After twenty years of touring their act all over the country, the Marx Brothers
finally hit pay dirt with a musical comedy called I’ll Say She Is.
Audiences and critics went ballistic over the brothers’ irreverent humor, the
expert pantomime, the wisecracks, the physical shtick, and the outrageous
musical talent. Said one local Philadelphia critic about the show, “It was as
if a tornado hit town. We’ve never seen anything like the Marx Brothers.”
I’ll Say She Is moved to Broadway in 1924 and was an instant sensation
legitimizing the Marx Brothers as world-class talents.
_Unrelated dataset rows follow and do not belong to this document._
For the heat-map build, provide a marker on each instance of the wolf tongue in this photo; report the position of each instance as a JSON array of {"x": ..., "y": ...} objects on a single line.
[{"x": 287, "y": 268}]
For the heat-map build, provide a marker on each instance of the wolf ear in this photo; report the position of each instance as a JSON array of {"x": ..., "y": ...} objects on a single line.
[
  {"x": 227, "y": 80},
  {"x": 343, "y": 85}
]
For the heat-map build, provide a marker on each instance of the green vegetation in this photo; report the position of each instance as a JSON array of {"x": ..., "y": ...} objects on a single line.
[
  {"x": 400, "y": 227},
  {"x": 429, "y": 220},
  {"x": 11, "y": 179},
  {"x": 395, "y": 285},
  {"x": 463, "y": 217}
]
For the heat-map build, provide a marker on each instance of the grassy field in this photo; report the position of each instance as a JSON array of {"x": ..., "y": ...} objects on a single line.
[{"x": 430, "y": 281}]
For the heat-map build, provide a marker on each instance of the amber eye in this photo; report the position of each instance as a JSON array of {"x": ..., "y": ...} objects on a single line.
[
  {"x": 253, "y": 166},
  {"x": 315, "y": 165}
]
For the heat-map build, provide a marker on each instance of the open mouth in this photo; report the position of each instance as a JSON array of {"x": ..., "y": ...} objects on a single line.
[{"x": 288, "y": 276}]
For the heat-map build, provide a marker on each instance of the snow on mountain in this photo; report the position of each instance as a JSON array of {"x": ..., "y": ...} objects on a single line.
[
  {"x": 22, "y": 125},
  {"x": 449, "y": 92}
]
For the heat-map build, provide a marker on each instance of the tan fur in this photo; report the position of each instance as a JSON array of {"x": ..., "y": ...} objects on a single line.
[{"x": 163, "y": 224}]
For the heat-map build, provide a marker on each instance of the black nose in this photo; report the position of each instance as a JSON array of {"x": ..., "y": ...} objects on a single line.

Two more Broadway hits
followed- The Cocoanuts and Animal Crackers introducing audiences
to Groucho’ s most renowned incarnation- Captain Spalding, the African Explorer.
In 1930, Groucho and his brothers moved to Hollywood and changed the face of
film comedy forever. There they made Monkey Business, Horse Feathers, Duck
Soup, A Night at the Opera, A Day at the Races, Room Service, At the Circus, Go
West, The Big Store, A Night in Casablanca and Love Happy between
1931 and 1949. The Four Marx Brothers appeared on the cover of Time Magazine in
1932. As a solo, Groucho landed a career on radio and television with his Emmy
Award winning work as the host of the comedy quiz show You Bet Your Life.
The show flourished for fourteen highly rated seasons from 1947 to 1961 on
ABC radio then NBC television. Groucho was a major fixture in 1950’s television
with his “secret woid” and a duck that dropped from the sky to pay wacky
contestants “an extra hundred dollars.” In the late 1960’s a renewed interest
in the anarchic hijinks of the Marx Brothers swept across the nation-
particularly among college age students. Fortunately, Groucho Marx survived
long enough to experience his renaissance. He made TV appearances, performed at
Carnegie Hall at age 82 and received a special Academy Award in 1974 for “the
brilliant and unequalled achievements of the Marx Brothers.” On August 19, 1977
Groucho Marx died at age 86. His final request? “Bury me next to Marilyn
Monroe.”
Frank Ferrante
(Groucho) is an actor, director, and producer described by The New York Times as
“the greatest living interpreter of Groucho Marx’s material.” Animal
Crackers and A Night at the Opera co-author Morrie Ryskind called him
“the only actor aside from Groucho who delivered my lines as they were
intended.” Discovered by Groucho’s son Arthur when Frank was a drama student at
the University of Southern California, Frank originated the off-Broadway title
role in Groucho: A Life in Revue (written by Arthur) portraying the
comedian from age 15 to 85. For this role, Frank won 1987’s New York’s Theatre
World Award and was nominated for an Outer Critics Circle Award. He reprised
the role in London’s West End and was nominated for the Laurence Olivier Award
for ‘Comedy Performance of the Year.’ Frank played the Groucho role in the
off-Broadway revival of The Cocoanuts and has played Captain Spalding in
the several productions of Animal Crackers winning a Connecticut Critics
Circle Award for his portrayal at Goodspeed Opera House and a Helen Hayes
nomination in Washington D.C. at Arena Stage. In Boston in 1988, he played the
Huntington Theatre in the record-breaking run of Animal Crackers that
landed Frank on the cover of American Theatre magazine. His other regional
roles include Max Prince in Neil Simon’s Laughter on the 23rd
Floor at Philadelphia’s Walnut Street Theatre (which Frank also directed);
George S. Kaufman in By George (a one-man play written by Frank); Tom in
the farce Perfect Wedding; Oscar in The Odd Couple and leads in
The Sunshine Boys, Lady in the Dark, and Anything Goes. Frank
directed M*A*S*H star Jamie Farr in the Kaufman & Hart comedy George
Washington Slept Here and revivals of Simon’s The Sunshine Boys, Brighton
Beach Memoirs, Biloxi Blues, Broadway Bound and Lost in Yonkers. In
1995, he directed and developed the world premiere of the Pulitzer finalist
Old Wicked Songs. In 2001, Frank starred in, directed and produced the
national PBS television program Groucho: A Life in Revue. Frank
currently stars as the comic lead in the European cirque Teatro Zinzanni
in San Francisco and Seattle. In 2007 he became a question on the classic TV
program Jeopardy. “He took his portrayal of Groucho Marx to New York in
1986.” The answer: “Who is Frank Ferrante?”